Shinto shrine in Oita Prefecture, Japan

Shirahige-Tawara Shrine is a Shinto shrine located in Kitsuki City, in Oita Prefecture, Japan. It was ranked as a Gosha shrine. Known for its Doburoku festival.

== Deities ==

- Amatsuhitakahikoho no Mikoto
- Sarutahiko Ōkami
- Amen-Ukemikoto and 51 others.

== Doburoku Festival ==
The Doburoku Festival has continued for more than 1,300 years since 710 (Wado 3), and is held annually on October 17 and 18.。In recent years, many areas have been designated as Doburoku Special Zones where the production of doburoku is allowed, but the shrine was the only one in Kyushu to be authorized by the National Tax Agency before the special zone for structural reform (special zone) began.

The festival consists of a festival on the day before the festival on October 17 and a grand festival on October 18. Doburoku is served on both days, and on the 18th, a mikoshi parade is held. On the 18th, a mikoshi parade is held. In addition, a "Beard Boast Contest" is held in two categories, one for black hair and the other for beards, named after the shrine.

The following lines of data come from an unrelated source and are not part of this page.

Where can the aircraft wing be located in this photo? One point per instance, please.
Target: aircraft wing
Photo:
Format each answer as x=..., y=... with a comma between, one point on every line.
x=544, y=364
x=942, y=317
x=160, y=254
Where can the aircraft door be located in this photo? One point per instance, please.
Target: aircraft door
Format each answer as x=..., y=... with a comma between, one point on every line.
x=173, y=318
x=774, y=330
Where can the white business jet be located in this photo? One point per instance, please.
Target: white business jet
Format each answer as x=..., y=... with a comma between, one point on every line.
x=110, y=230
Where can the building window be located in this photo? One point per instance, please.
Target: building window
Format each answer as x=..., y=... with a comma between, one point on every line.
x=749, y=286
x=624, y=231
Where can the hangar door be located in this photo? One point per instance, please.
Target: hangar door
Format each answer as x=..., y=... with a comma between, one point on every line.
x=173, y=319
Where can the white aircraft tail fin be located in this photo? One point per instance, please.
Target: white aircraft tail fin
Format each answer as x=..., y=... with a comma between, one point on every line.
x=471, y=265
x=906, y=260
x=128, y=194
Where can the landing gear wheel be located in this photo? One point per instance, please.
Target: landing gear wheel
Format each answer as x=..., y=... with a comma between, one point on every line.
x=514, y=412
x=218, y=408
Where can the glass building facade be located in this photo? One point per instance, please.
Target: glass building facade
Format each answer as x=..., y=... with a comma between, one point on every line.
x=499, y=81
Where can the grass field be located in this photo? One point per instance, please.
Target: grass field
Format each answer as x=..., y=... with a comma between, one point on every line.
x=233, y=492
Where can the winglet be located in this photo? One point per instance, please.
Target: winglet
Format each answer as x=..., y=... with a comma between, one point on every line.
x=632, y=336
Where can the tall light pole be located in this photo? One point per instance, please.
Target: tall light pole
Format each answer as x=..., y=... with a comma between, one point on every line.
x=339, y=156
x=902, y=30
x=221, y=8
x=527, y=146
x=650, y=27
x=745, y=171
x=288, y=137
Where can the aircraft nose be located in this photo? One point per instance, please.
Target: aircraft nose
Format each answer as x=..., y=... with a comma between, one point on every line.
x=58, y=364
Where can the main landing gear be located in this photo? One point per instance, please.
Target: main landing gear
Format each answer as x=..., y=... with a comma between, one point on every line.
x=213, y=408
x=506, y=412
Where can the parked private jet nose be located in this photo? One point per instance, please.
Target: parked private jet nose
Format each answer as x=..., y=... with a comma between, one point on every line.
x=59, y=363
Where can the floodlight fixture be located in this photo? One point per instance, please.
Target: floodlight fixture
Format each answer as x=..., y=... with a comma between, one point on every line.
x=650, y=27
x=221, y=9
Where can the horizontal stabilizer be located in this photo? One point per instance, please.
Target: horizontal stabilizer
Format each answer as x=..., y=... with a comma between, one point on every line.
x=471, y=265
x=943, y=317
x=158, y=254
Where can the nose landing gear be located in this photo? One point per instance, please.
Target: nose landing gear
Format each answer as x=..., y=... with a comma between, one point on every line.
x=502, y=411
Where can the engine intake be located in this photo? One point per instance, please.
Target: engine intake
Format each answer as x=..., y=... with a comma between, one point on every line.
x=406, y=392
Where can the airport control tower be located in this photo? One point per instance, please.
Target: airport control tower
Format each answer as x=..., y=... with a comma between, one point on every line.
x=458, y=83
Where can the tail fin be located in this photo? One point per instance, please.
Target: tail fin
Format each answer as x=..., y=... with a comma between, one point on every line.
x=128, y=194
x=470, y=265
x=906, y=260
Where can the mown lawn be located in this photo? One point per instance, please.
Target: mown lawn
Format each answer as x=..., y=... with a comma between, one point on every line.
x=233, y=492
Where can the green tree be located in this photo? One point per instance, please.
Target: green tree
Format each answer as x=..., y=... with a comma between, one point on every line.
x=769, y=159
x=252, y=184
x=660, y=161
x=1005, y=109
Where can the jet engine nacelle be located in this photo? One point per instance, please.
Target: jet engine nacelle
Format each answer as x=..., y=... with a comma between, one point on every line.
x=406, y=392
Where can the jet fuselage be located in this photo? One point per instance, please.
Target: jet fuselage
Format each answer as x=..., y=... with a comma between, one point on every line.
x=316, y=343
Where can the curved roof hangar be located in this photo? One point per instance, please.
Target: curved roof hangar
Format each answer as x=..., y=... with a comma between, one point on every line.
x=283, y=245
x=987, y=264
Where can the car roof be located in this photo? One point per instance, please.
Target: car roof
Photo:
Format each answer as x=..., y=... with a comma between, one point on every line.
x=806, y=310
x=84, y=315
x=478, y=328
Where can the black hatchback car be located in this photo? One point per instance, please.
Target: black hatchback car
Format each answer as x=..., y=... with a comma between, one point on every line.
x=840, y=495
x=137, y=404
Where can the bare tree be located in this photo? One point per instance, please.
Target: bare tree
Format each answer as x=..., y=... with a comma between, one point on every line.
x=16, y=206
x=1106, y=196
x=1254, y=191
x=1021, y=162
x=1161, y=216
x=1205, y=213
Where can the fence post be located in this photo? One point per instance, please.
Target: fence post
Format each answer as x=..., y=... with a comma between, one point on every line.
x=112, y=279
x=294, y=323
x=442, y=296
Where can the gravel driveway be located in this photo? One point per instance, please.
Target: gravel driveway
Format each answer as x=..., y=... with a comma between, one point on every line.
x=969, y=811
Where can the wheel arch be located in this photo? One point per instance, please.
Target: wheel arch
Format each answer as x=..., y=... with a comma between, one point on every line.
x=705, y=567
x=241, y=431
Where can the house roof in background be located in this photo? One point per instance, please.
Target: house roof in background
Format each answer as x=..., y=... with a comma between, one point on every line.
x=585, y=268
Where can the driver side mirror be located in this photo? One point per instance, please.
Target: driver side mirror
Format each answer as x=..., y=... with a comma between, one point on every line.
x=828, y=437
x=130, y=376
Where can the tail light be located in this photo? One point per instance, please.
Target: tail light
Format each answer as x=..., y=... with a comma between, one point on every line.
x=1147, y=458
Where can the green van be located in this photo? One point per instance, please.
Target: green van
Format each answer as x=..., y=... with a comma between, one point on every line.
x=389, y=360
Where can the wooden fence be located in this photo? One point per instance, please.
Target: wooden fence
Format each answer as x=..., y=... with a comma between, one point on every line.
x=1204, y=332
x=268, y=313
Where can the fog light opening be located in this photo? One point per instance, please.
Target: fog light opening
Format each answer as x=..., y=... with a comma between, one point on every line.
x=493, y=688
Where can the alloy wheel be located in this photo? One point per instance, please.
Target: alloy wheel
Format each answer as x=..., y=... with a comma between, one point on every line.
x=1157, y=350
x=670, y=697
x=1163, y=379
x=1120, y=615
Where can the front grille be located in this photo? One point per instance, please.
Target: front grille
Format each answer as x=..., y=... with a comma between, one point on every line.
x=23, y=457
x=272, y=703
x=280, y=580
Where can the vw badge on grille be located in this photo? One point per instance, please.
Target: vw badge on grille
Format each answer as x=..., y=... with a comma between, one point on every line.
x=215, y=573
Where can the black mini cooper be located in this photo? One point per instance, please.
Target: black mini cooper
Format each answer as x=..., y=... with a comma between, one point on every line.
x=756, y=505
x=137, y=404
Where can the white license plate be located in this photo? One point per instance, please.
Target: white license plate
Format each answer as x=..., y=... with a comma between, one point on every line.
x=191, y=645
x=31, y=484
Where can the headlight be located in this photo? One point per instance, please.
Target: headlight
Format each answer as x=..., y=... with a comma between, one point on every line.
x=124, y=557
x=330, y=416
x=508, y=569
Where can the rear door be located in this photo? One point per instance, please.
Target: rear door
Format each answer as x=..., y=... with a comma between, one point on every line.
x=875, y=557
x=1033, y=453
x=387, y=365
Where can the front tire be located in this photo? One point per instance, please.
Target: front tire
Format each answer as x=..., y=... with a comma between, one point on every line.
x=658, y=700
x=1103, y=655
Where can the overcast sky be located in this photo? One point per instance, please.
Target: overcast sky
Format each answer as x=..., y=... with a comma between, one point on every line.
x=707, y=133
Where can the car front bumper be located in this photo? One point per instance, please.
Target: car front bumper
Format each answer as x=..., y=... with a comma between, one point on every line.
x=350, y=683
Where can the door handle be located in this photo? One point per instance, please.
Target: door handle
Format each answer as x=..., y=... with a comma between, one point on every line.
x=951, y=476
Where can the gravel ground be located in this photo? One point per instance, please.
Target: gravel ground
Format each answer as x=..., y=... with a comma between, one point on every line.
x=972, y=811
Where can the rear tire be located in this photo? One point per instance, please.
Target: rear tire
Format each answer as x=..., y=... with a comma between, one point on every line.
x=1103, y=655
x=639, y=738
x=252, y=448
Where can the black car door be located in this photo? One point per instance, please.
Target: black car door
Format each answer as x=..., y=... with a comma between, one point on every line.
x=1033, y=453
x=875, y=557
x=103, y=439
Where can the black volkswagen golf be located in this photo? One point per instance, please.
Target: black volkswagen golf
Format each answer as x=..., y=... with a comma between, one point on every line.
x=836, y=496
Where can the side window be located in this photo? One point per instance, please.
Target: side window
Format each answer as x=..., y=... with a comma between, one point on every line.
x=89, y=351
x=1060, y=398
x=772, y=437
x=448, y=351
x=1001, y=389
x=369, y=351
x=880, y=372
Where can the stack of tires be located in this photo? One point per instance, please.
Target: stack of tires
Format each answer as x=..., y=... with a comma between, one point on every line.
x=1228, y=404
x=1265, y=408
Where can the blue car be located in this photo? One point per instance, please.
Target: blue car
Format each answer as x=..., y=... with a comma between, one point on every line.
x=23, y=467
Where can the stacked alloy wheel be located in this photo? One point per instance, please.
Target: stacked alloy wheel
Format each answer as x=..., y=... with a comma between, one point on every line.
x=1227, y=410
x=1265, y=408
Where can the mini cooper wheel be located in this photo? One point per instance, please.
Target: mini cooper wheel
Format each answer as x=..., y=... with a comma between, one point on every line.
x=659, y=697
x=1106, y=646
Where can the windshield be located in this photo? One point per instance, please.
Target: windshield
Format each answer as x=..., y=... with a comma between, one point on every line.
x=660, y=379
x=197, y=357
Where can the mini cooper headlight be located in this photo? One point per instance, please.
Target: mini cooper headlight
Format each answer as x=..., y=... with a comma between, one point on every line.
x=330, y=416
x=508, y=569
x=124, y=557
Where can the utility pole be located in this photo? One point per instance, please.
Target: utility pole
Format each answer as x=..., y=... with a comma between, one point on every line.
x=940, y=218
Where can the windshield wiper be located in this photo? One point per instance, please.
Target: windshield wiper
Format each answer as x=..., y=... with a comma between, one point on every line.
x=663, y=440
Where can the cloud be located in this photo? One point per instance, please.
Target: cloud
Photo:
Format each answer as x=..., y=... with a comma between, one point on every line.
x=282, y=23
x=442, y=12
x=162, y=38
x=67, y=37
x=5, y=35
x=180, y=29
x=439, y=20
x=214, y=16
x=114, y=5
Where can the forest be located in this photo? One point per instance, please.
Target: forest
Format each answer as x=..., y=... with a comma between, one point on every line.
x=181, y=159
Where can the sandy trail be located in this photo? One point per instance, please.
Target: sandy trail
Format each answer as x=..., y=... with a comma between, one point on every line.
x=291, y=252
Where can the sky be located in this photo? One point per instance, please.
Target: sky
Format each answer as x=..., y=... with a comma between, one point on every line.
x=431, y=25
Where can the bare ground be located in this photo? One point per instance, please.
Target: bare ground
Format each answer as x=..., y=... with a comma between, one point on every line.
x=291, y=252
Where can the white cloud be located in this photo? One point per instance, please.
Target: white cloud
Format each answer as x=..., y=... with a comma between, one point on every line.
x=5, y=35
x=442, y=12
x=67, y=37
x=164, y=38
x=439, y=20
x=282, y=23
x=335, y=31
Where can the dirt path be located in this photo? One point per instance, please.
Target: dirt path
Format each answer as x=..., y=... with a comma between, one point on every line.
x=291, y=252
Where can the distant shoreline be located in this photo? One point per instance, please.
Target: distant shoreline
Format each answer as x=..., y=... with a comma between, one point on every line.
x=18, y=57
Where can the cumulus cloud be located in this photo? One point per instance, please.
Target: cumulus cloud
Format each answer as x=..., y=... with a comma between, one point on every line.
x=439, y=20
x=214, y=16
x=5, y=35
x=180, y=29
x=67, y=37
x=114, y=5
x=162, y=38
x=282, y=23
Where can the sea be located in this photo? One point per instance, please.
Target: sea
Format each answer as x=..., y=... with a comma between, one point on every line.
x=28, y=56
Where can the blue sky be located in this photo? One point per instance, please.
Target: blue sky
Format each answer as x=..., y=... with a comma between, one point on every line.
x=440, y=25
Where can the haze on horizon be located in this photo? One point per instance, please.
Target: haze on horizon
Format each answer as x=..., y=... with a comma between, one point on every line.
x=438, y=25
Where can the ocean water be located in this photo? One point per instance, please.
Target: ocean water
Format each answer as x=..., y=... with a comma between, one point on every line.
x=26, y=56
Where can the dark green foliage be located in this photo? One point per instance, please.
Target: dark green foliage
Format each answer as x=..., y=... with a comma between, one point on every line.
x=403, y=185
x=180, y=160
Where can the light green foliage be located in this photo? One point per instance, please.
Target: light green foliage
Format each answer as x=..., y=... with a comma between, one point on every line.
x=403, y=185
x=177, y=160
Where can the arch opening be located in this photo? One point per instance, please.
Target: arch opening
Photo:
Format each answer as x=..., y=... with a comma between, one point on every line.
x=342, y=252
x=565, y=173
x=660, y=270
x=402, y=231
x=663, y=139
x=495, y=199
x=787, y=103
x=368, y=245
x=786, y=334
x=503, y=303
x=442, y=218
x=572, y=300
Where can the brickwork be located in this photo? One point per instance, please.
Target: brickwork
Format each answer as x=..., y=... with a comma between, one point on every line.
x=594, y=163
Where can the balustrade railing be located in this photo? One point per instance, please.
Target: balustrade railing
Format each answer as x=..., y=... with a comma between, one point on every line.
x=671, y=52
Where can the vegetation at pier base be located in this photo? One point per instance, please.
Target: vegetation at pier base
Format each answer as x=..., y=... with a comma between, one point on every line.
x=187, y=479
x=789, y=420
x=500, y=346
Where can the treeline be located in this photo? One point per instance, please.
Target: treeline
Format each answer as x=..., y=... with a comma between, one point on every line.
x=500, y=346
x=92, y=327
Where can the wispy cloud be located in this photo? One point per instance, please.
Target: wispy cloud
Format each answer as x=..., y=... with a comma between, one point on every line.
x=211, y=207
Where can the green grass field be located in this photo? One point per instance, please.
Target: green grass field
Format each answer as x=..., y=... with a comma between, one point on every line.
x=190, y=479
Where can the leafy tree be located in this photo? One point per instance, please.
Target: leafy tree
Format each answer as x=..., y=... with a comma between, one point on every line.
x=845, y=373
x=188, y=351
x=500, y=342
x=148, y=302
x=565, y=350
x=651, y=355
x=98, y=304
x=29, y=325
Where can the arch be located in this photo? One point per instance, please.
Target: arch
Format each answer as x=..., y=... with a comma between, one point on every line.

The series of events that began on September 25 and continued until the annual festival on October 18 were selected as Kunitoh no toya event by the government on December 20, 1984 (Showa 59) as an Intangible folk cultural property for which measures such as record making should be taken. It was also selected as a Doburoku Festival of Shirahige Shrine by Oita Prefecture on March 23, 1971 as a Selected Intangible Folk Cultural Property.

== Transportation ==

- 20 minutes drive from Oita Airport Road Kitsuki IC.
- During the Doburoku Festival, a temporary bus service is available from JR Kyushu Nippō Main Line Kitsuki Station.